Also, Adyen uses the letter format to re-assert its long-term priorities in a well-organized fashion. As described above, the focus is on creating durable customer value, not optimizing for short-term growth or profitability. Here’s a few quotes that speak to this focus:
While we see the changing industry tides reflected in this period's results, we remain focused on building Adyen for the long term.
Primarily driven by our investments in the team, EBITDA margin was 43% in H1. We could have actively optimized this metric, but prefer building the team that can realize the long-term potential of our single platform.
The time that we can say “we did it” is still far out. We know that growth will not always be linear, and while we saw net revenue growth decelerate in H1, we did not see any substantial developments that structurally change our medium to long-term opportunity.
With an evergrowing opportunity ahead, we are making the necessary investments to capitalize on it and reiterate our financial objectives.
These statements are evergreen and lasting in a shareholder letter. They would get lost in an audio call. Adyen wants to be on record for its unwavering commitment in a tough climate, despite a looming 50% share price decrease. Chutzpah in the face of adversity.
Long-Term Inspiration
It does not feel awesome to be an Adyen shareholder or employee with equity compensation right now. But rest assured, the leadership team has its owners’ best interests in mind for the years ahead.
That’s the leadership you want. At LinkedIn, I too was on the front lines of a $50b market cap valuation getting cut in half in one day. It was shocking, jarring, and created immense doubt for our team.
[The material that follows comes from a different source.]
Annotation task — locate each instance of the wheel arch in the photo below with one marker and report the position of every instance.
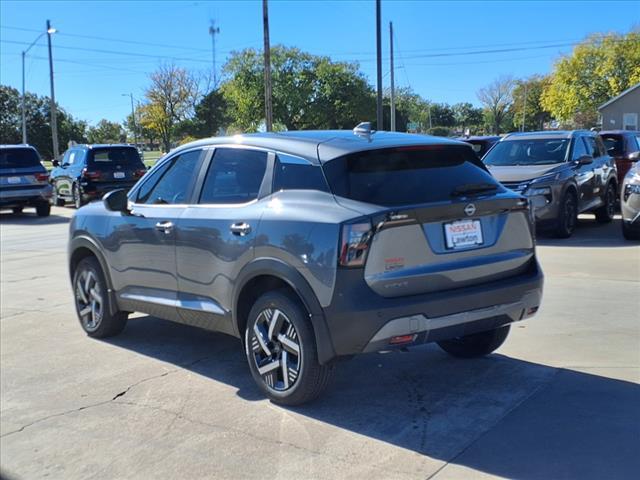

A few days later at our all-hands, CEO Jeff Weiner responded in the context of our long-term journey.
We are the same company we were the day before our earnings announcement. I'm the same CEO I was the day before our earnings announcement. You're the same team you were the day before our earnings announcement. And most importantly, we have the same mission, vision, and sense of purpose in terms of our ability to create economic opportunity. None of that has changed. It hasn't changed one iota.
Since that day, LinkedIn has approximately 3x'd its revenue, and increased profitability and mission impact even more. Those words remain tattooed on the brain of any LinkedIn’er present in February 2016, a constant reminder to stay the course and focus on the long-term.
Adyen has shown the courage and commitment to take a similar course in its shareholder letter.